3. The exploitation of women who are the resource for the coveted human egg. Annually we enjoy the traditional Easter Egg Roll here in Washington DC while children around the world enjoy Easter Egg hunts, but unlike these fun annual events, hunting for eggs, the human egg is no game. The embryo cloning research agenda will require millions of human eggs and at a great price to young women. The health risks are real as we tamper with their future fertility and their very lives and offering no benefit whatsoever to them. 25 years of reproductive technologies addressing infertility have lured us into thinking that ovarian stimulation and egg harvesting and retrieval procedures are safe. But that is far from reality, as we look at the different ways a women’s body can be harmed. First, the powerful hormones injected to suppress ovarian function and then to hyperstimulate the ovaries can lead to ovarian hyperstimulation syndrome, which in some women can be quite severe causing strokes, organ failure and even death.

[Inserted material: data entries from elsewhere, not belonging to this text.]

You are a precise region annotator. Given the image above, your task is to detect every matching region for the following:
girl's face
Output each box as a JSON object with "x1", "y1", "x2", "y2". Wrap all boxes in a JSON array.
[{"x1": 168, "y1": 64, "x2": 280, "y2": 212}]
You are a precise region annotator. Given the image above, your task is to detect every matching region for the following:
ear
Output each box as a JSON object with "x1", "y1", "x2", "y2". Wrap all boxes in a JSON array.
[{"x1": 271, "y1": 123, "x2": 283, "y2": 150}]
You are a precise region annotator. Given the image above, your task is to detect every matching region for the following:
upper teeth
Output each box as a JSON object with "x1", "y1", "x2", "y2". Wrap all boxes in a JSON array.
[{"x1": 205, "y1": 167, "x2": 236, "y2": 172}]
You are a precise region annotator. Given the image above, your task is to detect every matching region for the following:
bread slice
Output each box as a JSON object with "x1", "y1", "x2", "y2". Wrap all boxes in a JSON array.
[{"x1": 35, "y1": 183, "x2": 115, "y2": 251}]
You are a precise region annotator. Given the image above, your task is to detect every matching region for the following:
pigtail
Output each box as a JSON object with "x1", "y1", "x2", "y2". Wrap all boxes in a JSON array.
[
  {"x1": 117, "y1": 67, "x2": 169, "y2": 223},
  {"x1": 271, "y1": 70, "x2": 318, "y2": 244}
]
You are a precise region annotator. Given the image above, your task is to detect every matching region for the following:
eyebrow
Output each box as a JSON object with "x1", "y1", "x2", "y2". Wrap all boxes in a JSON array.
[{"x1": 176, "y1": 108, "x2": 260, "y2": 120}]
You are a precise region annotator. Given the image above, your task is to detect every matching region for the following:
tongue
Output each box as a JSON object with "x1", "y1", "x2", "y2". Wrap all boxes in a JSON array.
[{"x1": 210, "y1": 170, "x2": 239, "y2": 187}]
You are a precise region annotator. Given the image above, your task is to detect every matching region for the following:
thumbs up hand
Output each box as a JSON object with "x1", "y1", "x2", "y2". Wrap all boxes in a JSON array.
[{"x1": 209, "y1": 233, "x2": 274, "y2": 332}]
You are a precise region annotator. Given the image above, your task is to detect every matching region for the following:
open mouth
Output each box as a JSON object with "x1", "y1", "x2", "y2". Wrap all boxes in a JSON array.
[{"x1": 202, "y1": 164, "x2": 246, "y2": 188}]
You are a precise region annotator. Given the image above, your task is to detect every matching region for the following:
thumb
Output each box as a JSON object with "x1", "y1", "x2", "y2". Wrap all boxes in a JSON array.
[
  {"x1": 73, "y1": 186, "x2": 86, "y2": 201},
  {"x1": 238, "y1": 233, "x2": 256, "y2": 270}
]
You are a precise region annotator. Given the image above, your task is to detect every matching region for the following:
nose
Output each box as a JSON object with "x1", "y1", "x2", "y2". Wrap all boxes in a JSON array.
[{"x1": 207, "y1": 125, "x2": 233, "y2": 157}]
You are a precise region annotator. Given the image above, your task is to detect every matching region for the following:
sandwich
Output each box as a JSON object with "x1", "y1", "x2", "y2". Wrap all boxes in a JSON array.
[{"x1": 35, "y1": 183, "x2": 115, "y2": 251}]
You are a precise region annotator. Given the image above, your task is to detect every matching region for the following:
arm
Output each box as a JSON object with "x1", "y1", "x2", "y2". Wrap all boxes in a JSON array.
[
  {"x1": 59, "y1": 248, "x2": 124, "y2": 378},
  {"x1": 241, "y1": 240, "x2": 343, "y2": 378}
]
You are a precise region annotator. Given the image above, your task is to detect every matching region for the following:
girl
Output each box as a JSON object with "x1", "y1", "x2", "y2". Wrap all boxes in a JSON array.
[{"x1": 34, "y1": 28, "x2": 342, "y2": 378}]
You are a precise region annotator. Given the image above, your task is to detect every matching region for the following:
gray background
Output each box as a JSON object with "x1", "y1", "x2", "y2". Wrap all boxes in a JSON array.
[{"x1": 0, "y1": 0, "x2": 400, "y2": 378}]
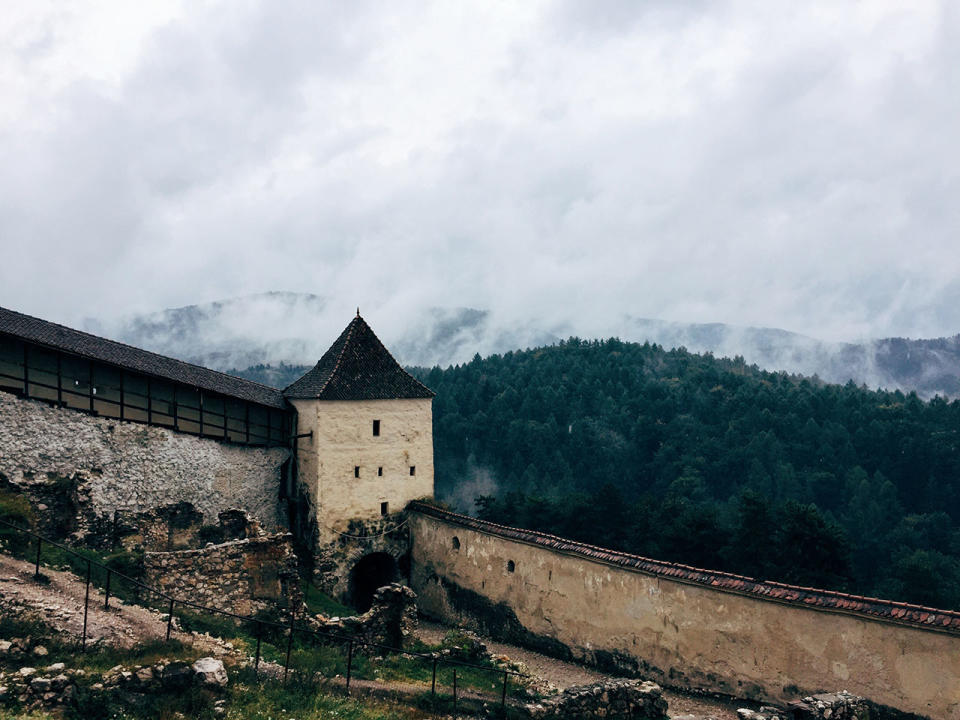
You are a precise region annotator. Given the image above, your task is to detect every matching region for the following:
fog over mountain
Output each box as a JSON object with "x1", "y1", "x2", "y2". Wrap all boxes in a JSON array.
[{"x1": 85, "y1": 292, "x2": 960, "y2": 397}]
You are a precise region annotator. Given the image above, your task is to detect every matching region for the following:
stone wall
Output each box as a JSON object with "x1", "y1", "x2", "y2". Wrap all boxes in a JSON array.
[
  {"x1": 408, "y1": 506, "x2": 960, "y2": 720},
  {"x1": 313, "y1": 512, "x2": 410, "y2": 603},
  {"x1": 0, "y1": 392, "x2": 289, "y2": 536},
  {"x1": 143, "y1": 533, "x2": 303, "y2": 615}
]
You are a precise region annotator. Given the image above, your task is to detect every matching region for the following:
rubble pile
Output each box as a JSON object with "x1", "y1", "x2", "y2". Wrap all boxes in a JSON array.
[
  {"x1": 790, "y1": 691, "x2": 870, "y2": 720},
  {"x1": 309, "y1": 583, "x2": 417, "y2": 650},
  {"x1": 526, "y1": 680, "x2": 667, "y2": 720}
]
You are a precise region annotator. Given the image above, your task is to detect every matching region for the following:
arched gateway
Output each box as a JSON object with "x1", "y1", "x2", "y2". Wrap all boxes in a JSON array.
[{"x1": 348, "y1": 553, "x2": 400, "y2": 612}]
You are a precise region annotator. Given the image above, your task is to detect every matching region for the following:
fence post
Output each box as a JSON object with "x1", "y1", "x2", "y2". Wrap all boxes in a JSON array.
[
  {"x1": 283, "y1": 607, "x2": 296, "y2": 685},
  {"x1": 80, "y1": 560, "x2": 91, "y2": 652},
  {"x1": 167, "y1": 598, "x2": 173, "y2": 642},
  {"x1": 253, "y1": 622, "x2": 263, "y2": 678},
  {"x1": 347, "y1": 640, "x2": 353, "y2": 695}
]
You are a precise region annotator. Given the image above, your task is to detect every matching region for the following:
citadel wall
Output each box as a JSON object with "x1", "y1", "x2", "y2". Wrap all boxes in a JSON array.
[
  {"x1": 291, "y1": 398, "x2": 433, "y2": 544},
  {"x1": 0, "y1": 392, "x2": 289, "y2": 532},
  {"x1": 410, "y1": 505, "x2": 960, "y2": 720}
]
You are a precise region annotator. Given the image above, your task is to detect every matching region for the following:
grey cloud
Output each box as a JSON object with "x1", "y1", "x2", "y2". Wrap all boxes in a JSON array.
[{"x1": 0, "y1": 2, "x2": 960, "y2": 340}]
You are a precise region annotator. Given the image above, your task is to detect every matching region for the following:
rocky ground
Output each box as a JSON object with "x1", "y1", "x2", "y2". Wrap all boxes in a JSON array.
[
  {"x1": 417, "y1": 621, "x2": 755, "y2": 720},
  {"x1": 0, "y1": 555, "x2": 167, "y2": 648},
  {"x1": 0, "y1": 555, "x2": 768, "y2": 720}
]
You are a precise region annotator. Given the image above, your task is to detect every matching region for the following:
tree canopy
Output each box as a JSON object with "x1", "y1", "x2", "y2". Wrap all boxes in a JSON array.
[{"x1": 414, "y1": 338, "x2": 960, "y2": 608}]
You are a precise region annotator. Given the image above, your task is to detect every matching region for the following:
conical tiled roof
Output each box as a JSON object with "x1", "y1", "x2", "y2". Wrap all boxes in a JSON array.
[{"x1": 283, "y1": 314, "x2": 433, "y2": 400}]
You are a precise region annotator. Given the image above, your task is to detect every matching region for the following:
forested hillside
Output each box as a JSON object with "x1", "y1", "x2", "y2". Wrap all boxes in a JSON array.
[{"x1": 415, "y1": 339, "x2": 960, "y2": 608}]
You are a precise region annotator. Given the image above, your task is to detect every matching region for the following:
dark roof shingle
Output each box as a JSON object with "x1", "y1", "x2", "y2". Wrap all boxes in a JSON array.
[
  {"x1": 408, "y1": 501, "x2": 960, "y2": 634},
  {"x1": 0, "y1": 308, "x2": 287, "y2": 408},
  {"x1": 283, "y1": 314, "x2": 433, "y2": 400}
]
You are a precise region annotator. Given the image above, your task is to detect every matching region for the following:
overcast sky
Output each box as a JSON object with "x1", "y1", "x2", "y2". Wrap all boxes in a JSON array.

One woman died of Acute Respiratory Distress Syndrome as a direct result of Ovarian hyperstimulation syndrome. Another Stanford student suffered a severe stroke because of OHSS. A recent publication, which reviewed the literature on arterial thrombosis, reported on 34 women after ovarian stimulation. In 12 cases cerebral arteries were involved, one case had major retinal artery involvement, 6 cases had occlusions in major peripheral vessels and 2 cases with mesenteric artery occlusions. 3 women had myocardial infarctions and two had intracardiac thrombosis. The case review of these women showed the majority of them had no associated risk factors and several were left with either residual paralysis post stroke and two women had required amputation and one fatality was reported. Since June 2005- 5 women in the UK have died of OHSS. Two major studies also suggest a link between ovarian cancer and ovarian stimulation. The human cloning agenda ignores the truth that very real women will be at risk for very real harm. I ask you, are we really willing to ignore these realities? Can we ethically build a biotech agenda on our young women? Should we expect any young women to take these risks?